Asked by: Sarah Hall (Labour (Co-op) - Warrington South)

Question to the Department of Health and Social Care:

To ask the Secretary of State for Health and Social Care, what plans he has to fill vacant consultant posts in Paediatric and Perinatal Pathology working in the South West and the Midlands.

Answered by Karin Smyth - Minister of State (Department of Health and Social Care)

Decisions about recruitment are a matter for individual National Health Service employers, who manage this at a local level to ensure they have the staff they need to deliver effective care.

The Government is committed to publishing a 10 Year Workforce Plan to set out action to create a workforce ready to deliver the transformed service set out in the 10-Year Health Plan. The 10 Year Workforce Plan will ensure the NHS has the right people in the right places, with the right skills when needed.


Written Question
Endometriosis: Diagnosis
Thursday 15th January 2026

Asked by: Sarah Hall (Labour (Co-op) - Warrington South)

Question to the Department of Health and Social Care:

To ask the Secretary of State for Health and Social Care, what steps his department is taking to reduce the diagnosis waiting time for Endometriosis.

Answered by Karin Smyth - Minister of State (Department of Health and Social Care)

The Government is committed to prioritising women’s health, including endometriosis care. The Department, through the National Institute for Health and Care Research, has commissioned studies focused on endometriosis diagnosis, treatment, and patient experience.

Diagnosis may involve magnetic resonance imaging (MRI) or ultrasound, but laparoscopy remains the definitive diagnostic and treatment method. We are taking action to transform diagnostic services and increase capacity, including MRI and ultrasound. This includes expanding existing community diagnostic centres (CDCs) and building up to five new ones in 2025/26. Our Elective Reform Plan also committed to CDCs opening 12 hours per day, seven days a week, delivering more same-day tests and consultations.

Surgical hubs are helping endometriosis patients get quicker treatment. National Health Service surgical hubs deliver high-volume, low-complexity elective surgeries, including gynaecological procedures. Currently, over half of the 123 operational elective surgical hubs in England provide gynaecology services, and laparoscopies are a key part of this offering. The Elective Reform Plan commits to expand the number of hubs over the next three years to increase surgical capacity and reduce waiting times.

From 2027, a new “online hospital” will also offer patients the choice to access specialist care, including for menstrual problems potentially indicating endometriosis or fibroids from home, providing additional appointments to cut waiting times.


Written Question
Paediatrics: Pathology
Thursday 15th January 2026

Asked by: Sarah Hall (Labour (Co-op) - Warrington South)

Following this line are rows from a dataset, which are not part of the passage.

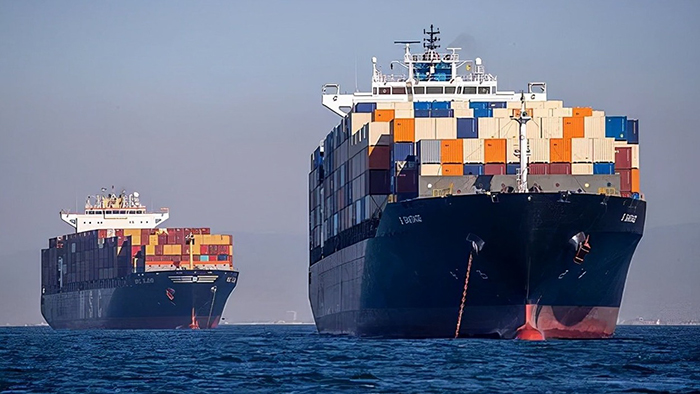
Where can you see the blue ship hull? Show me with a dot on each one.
(527, 278)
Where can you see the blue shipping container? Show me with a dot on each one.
(616, 127)
(428, 151)
(401, 151)
(406, 196)
(440, 105)
(633, 131)
(473, 169)
(421, 105)
(603, 168)
(483, 113)
(442, 113)
(365, 107)
(478, 104)
(467, 128)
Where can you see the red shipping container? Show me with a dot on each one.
(623, 158)
(625, 180)
(560, 168)
(494, 169)
(538, 168)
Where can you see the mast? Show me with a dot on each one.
(522, 120)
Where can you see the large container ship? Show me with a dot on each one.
(441, 206)
(118, 270)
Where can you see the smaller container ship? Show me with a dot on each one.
(119, 271)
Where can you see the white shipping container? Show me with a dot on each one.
(535, 104)
(357, 120)
(553, 104)
(403, 113)
(459, 105)
(488, 127)
(425, 129)
(430, 169)
(603, 150)
(513, 104)
(445, 128)
(582, 168)
(560, 112)
(403, 105)
(581, 150)
(594, 126)
(539, 150)
(552, 127)
(379, 133)
(473, 150)
(464, 113)
(635, 155)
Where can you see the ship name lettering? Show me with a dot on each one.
(626, 217)
(411, 219)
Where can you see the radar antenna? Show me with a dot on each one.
(430, 43)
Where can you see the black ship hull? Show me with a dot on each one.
(527, 278)
(149, 300)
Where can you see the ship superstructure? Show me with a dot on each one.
(118, 270)
(441, 206)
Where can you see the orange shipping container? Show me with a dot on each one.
(404, 130)
(379, 158)
(383, 115)
(452, 151)
(560, 150)
(635, 181)
(573, 127)
(452, 169)
(580, 112)
(495, 150)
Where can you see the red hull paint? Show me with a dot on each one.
(568, 322)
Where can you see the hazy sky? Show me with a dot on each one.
(212, 108)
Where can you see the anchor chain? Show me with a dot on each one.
(464, 295)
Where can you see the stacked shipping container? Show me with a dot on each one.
(91, 256)
(380, 149)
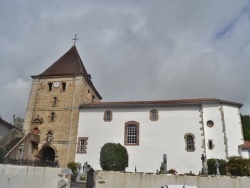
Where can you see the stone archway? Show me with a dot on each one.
(47, 153)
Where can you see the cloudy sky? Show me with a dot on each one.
(134, 50)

Question to the Department of Health and Social Care:

To ask the Secretary of State for Health and Social Care, if he will meet with the hon. Member for Warrington South, colleagues and representatives of Royal College of Pathologists about the recruitment of Paediatric and Perinatal Pathology consultants in the South West and the Midlands.

Answered by Karin Smyth - Minister of State (Department of Health and Social Care)

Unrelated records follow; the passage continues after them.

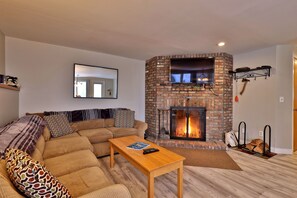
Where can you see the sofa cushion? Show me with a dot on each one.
(124, 118)
(31, 178)
(85, 180)
(40, 144)
(97, 135)
(121, 132)
(58, 125)
(6, 189)
(36, 155)
(21, 134)
(87, 124)
(74, 134)
(65, 164)
(115, 191)
(57, 147)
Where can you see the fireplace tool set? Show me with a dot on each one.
(256, 145)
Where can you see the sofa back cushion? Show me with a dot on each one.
(21, 134)
(46, 134)
(86, 114)
(58, 125)
(38, 152)
(109, 122)
(87, 124)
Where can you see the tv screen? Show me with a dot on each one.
(192, 70)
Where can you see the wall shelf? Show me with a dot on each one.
(4, 86)
(263, 71)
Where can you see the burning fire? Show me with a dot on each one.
(194, 128)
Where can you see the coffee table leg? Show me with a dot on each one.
(151, 183)
(111, 156)
(180, 181)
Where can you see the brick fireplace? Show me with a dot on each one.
(161, 95)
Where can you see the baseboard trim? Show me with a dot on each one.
(282, 151)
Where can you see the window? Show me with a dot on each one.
(176, 78)
(97, 90)
(186, 78)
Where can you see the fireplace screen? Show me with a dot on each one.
(188, 123)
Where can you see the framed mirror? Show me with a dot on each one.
(95, 82)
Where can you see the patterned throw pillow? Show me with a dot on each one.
(124, 119)
(31, 178)
(58, 125)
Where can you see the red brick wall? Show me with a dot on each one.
(160, 93)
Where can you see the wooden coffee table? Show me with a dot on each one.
(153, 164)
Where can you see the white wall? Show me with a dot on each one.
(2, 53)
(259, 105)
(284, 88)
(9, 106)
(45, 73)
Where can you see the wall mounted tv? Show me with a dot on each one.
(192, 70)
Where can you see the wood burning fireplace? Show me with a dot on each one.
(188, 123)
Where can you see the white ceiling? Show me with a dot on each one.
(141, 29)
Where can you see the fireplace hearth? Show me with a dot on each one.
(188, 123)
(161, 94)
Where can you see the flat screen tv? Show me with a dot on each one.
(192, 70)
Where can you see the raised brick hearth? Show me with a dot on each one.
(161, 94)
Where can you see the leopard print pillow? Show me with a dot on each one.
(31, 178)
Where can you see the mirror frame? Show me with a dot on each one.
(117, 83)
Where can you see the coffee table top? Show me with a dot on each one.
(149, 162)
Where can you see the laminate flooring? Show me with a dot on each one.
(275, 177)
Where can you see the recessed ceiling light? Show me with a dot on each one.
(221, 44)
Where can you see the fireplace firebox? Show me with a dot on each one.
(188, 123)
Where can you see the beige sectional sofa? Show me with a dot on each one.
(73, 159)
(98, 132)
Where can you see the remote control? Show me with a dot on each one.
(150, 150)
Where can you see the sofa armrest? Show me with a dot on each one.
(114, 191)
(141, 126)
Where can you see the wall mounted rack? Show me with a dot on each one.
(240, 73)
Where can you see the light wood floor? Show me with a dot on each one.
(275, 177)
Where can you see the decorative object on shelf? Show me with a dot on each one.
(236, 99)
(246, 72)
(12, 81)
(245, 81)
(2, 77)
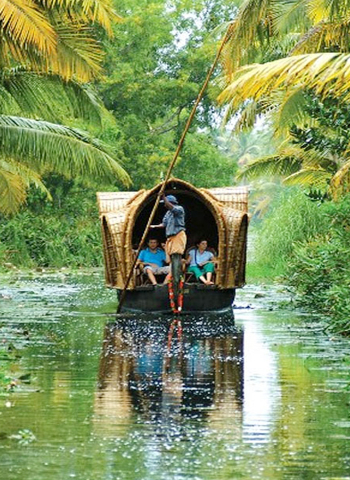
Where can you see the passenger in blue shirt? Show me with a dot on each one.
(153, 261)
(201, 262)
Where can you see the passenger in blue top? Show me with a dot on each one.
(201, 262)
(153, 260)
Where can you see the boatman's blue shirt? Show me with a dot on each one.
(158, 257)
(174, 221)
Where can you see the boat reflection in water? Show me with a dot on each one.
(169, 376)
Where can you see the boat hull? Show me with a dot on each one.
(197, 298)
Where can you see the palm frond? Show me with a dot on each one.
(291, 111)
(47, 146)
(271, 166)
(48, 97)
(323, 72)
(290, 15)
(97, 11)
(316, 177)
(78, 54)
(27, 25)
(245, 29)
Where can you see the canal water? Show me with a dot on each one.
(87, 397)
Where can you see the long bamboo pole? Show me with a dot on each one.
(172, 164)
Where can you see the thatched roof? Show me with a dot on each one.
(222, 211)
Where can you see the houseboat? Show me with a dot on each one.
(219, 215)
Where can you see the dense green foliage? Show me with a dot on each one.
(155, 67)
(319, 269)
(305, 243)
(64, 232)
(292, 218)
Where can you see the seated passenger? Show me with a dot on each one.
(152, 260)
(201, 262)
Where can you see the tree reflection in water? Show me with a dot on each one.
(168, 376)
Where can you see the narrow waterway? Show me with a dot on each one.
(84, 396)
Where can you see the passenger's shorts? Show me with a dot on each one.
(158, 271)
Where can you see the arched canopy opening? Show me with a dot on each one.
(200, 217)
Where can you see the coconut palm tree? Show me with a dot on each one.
(278, 50)
(48, 51)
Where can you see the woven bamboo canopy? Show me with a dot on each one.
(218, 215)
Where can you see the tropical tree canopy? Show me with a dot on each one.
(283, 58)
(49, 49)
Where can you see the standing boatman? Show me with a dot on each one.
(175, 232)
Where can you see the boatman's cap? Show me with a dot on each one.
(170, 199)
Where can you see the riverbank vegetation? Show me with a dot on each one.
(283, 87)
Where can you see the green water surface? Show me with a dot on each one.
(83, 396)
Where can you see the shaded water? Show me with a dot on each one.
(91, 398)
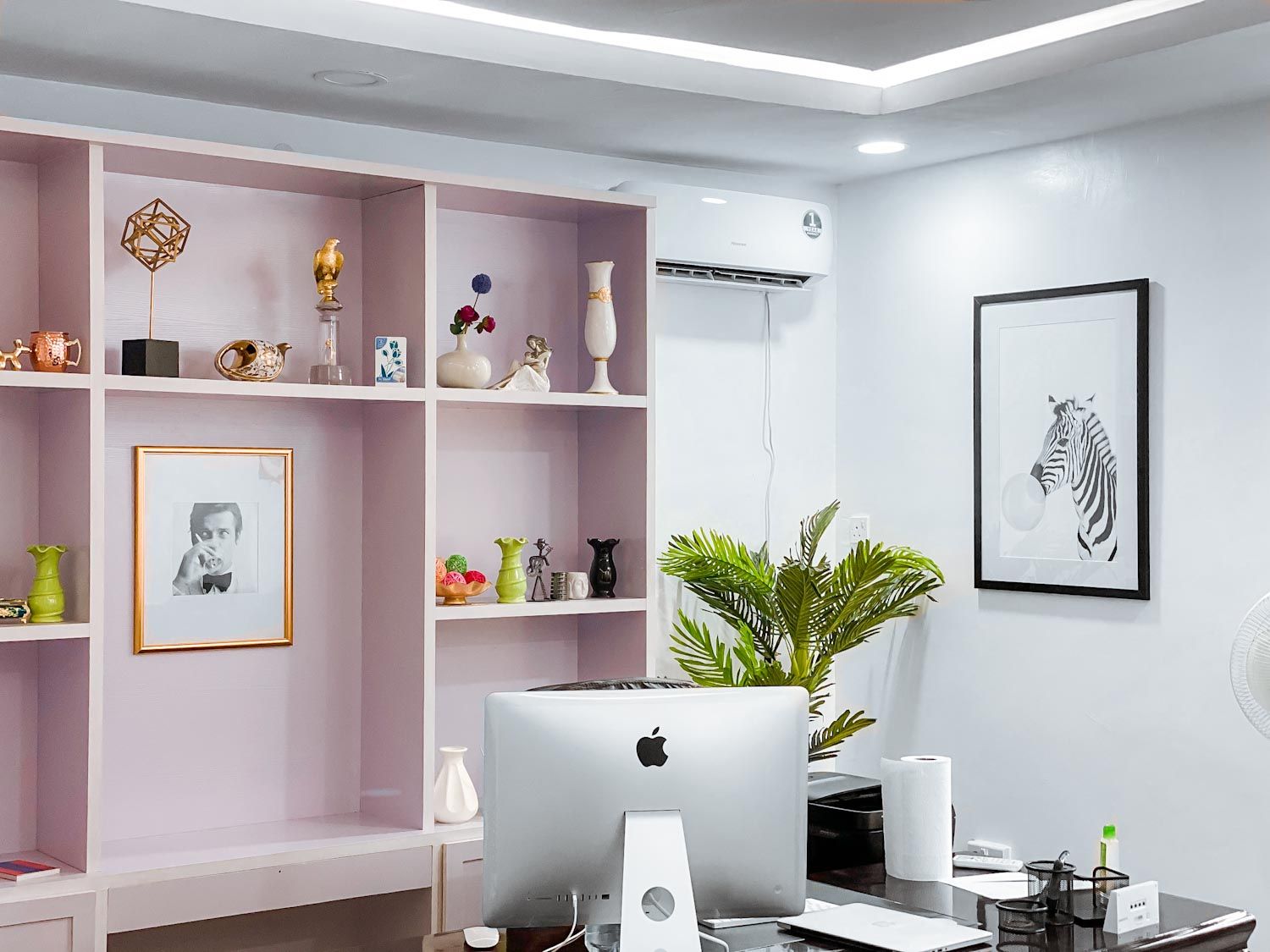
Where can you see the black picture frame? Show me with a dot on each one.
(1142, 497)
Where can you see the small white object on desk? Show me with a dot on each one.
(480, 937)
(1132, 908)
(986, 863)
(812, 905)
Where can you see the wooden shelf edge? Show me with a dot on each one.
(18, 634)
(35, 380)
(192, 386)
(511, 398)
(540, 609)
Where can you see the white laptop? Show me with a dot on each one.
(889, 929)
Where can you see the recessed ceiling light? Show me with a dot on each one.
(881, 147)
(351, 78)
(1006, 45)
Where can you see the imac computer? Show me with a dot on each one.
(649, 809)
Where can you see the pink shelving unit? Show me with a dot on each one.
(141, 774)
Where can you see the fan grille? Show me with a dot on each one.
(1250, 665)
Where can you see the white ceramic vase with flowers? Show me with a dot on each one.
(462, 367)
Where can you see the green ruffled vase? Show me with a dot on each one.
(46, 599)
(511, 581)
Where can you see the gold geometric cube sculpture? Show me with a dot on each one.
(155, 235)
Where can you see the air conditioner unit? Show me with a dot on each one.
(738, 239)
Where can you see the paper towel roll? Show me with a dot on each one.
(917, 817)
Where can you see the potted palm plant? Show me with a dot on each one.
(790, 621)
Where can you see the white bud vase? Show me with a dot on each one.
(454, 796)
(601, 327)
(462, 367)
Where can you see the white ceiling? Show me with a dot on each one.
(855, 32)
(124, 45)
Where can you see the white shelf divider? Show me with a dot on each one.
(540, 609)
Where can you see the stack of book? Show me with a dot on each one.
(23, 870)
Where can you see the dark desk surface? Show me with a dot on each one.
(1184, 923)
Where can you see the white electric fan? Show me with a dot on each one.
(1250, 665)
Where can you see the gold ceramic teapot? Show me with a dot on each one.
(256, 360)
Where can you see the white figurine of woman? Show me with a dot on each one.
(530, 373)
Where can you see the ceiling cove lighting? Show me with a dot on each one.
(881, 147)
(352, 79)
(921, 68)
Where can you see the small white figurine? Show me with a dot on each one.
(530, 373)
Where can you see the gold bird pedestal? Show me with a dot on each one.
(328, 263)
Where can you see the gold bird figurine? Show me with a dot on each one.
(327, 263)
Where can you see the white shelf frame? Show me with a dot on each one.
(268, 169)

Decisions about recruitment are a matter for individual National Health Service employers, who manage this at a local level to ensure they have the staff they need to deliver effective care.

The Government is committed to publishing a 10 Year Workforce Plan to set out action to create a workforce ready to deliver the transformed service set out in the 10-Year Health Plan.

The 10 Year Workforce Plan will ensure the NHS has the right people in the right places, with the right skills when needed.

We are engaging with partners throughout this process. As we continue the open and wide-ranging conversations we’ve been having with staff, patients, and organisations, including royal colleges across the country, we will ensure that the engagement is robust and representative of different stakeholder groups.